CLICK HERE for the web extra tips on how to save money on health insurance when your kid goes to college.
Elisabeth Leamy offers five tips that help lower your health insurance costs.
If you choose a higher deductible, the insurance company rewards you with a lower premium. For example, if a healthy, 41-year-old woman raises her deductible from $500 to $1,500, she will save $1,428 per year. She could set the $1,428 aside and use it to cover the $1,000 difference, and still have money left over.
You should only raise your deductible to a level that won't ruin you if you have to pay it.
To get a feel for how raising your deductible will lower your premium, try shopping online. Click HERE to get a quote. Just keep in mind that you have to submit a formal application and be approved before the rates are finalized.
The federal government also now offers a helpful health insurance shopping portal and it is expected to become even more helpful as they develop it further.

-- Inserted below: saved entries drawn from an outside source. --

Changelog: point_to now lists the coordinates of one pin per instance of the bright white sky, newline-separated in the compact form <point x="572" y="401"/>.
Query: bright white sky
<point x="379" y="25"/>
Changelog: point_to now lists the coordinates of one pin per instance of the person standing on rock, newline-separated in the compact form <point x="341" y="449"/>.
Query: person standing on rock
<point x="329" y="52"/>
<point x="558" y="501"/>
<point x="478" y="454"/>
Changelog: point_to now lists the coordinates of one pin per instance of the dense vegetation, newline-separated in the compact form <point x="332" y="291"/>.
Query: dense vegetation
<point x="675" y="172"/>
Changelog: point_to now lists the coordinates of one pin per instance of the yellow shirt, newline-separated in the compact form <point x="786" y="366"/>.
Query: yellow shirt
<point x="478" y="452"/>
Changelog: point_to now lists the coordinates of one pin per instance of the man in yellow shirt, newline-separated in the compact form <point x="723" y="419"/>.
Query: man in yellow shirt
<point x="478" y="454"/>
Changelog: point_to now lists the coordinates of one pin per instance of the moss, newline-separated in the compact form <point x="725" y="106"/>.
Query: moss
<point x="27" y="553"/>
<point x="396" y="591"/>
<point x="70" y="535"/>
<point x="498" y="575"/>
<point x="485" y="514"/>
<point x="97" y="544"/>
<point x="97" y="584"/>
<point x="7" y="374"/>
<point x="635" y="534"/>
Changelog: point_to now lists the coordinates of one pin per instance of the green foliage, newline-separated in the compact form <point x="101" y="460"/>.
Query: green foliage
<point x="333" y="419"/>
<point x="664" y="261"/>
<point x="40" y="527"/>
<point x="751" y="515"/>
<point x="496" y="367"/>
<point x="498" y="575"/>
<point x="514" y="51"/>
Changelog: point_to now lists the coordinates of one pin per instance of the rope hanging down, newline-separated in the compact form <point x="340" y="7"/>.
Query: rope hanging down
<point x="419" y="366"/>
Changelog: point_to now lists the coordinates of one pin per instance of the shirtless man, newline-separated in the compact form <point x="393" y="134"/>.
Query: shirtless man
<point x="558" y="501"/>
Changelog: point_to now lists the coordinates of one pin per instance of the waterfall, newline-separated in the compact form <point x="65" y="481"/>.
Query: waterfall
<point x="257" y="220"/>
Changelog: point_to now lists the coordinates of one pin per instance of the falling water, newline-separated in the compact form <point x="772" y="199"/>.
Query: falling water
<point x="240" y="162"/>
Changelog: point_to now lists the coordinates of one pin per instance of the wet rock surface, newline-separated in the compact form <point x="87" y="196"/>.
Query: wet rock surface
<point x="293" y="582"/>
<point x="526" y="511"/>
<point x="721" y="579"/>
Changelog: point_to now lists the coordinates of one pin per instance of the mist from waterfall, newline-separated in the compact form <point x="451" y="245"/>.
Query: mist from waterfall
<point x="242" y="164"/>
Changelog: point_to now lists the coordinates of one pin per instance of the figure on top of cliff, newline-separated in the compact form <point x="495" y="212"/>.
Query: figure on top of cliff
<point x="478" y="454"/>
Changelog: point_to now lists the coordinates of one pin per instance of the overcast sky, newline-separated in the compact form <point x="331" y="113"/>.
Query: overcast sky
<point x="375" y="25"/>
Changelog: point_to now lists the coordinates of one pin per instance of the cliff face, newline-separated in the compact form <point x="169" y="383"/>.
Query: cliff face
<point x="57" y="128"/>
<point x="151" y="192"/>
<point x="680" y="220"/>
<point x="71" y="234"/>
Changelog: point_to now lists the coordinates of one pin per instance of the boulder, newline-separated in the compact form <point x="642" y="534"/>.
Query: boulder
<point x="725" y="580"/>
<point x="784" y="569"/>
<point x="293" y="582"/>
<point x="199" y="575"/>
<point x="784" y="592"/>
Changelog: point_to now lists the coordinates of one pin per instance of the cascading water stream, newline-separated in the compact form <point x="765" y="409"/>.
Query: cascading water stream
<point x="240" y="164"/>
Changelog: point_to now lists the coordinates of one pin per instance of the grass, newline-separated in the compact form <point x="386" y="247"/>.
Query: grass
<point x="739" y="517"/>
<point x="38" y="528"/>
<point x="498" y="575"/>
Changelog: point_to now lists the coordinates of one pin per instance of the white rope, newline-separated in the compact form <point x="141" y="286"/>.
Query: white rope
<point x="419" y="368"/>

Open a Health Savings Account
Not many people seem to know about health savings accounts, which you can get when you open a high deductible health plan. They are more lucrative and less hassle than flexible spending accounts. A health savings account, or HSA, is a tax-free account you can use to pay for health care costs. But unlike a flexible spending account, you don't have to guess how much money you will spend on health care and then forfeit the money if you guessed wrong. Instead, HSAs roll over from year to year, you can take them with you when you change employers and you can cash in your HSA for any use after age 65, so if you are fortunate health-wise, you can spend the money on something else someday.
To learn more about Health Savings Accounts and high deductible health plans and how they work, the Treasury Department has a detailed site. Treasury? Yup, since Treasury is in charge of the IRS and since these are tax-free accounts. Click HERE to learn more.
Join a Professional Association
There are other group plans you can join other than through your workplace. For example, you can join your state's farm bureau to get a group rate on health insurance -- and you don't have to be a farmer! If you belong to any professional associations -- or could join -- that's often another way to get group health insurance. And people love to hate
credit card companies, but some of them offer access to health insurance coverage as one of their benefits, so you may learn to love your credit card company.
Price Individual Health Insurance
For folks with health conditions, joining a group plan can be key, but if you are young and healthy, it is often cheaper to buy individual health insurance instead of getting it through your employer. The reason is, work plans have to accept everyone and so insurance companies price it to cover that risk. A friend of mine discovered she could get a private policy for herself for $115 a month, whereas adding herself to her husband's work plan was $350 a month. So she saved herself $235 a month, $2,000 a year, by being savvy!
Shop With an Independent Agent
Independent agents have access to multiple different health insurance companies, so it's like shopping around, but with one easy phone call. And the price differences between big reputable companies, for the same coverage, can be dramatic.
"Good Morning America" asked an independent agent to shop around for a big Virginia family with two adults and seven kids, and she found they could save $6,756 a year by switching to a different insurance company. You should keep in mind, sometimes the very biggest insurers don't work with brokers, so you should also price those plans accordingly.
You can find an independent agent at TrustedChoice.org, the consumer website of the Independent Insurance Agents and Brokers of America.
Here are two ways that where your kid goes to college can save you money on health insurance.
If you have a college-aged child who is covered by a commercial health plan -- not just the campus health service -- offered by the university, your child might be able to add you as an additional insured. That's right, some colleges subscribe to name-brand health plans for their students. And the rates are bound to be competitive, because they are insuring a generally young, healthy population. Consult the policy paperwork to see if you can be added.
On the flip side, you may be paying twice for healthcare coverage if you have college-aged kids. Buried in the reams of enrollment and tuition paperwork could be a clause about the student health service on campus or a commercial health plan as mentioned above. It can cost thousands of dollars. If your son or daughter can access your own insurance company's doctors and hospitals in the area where the college is located, you could forego this double coverage. And remember, the new healthcare law allows kids as old as 26 to remain on your plan, and that provision just went into effect.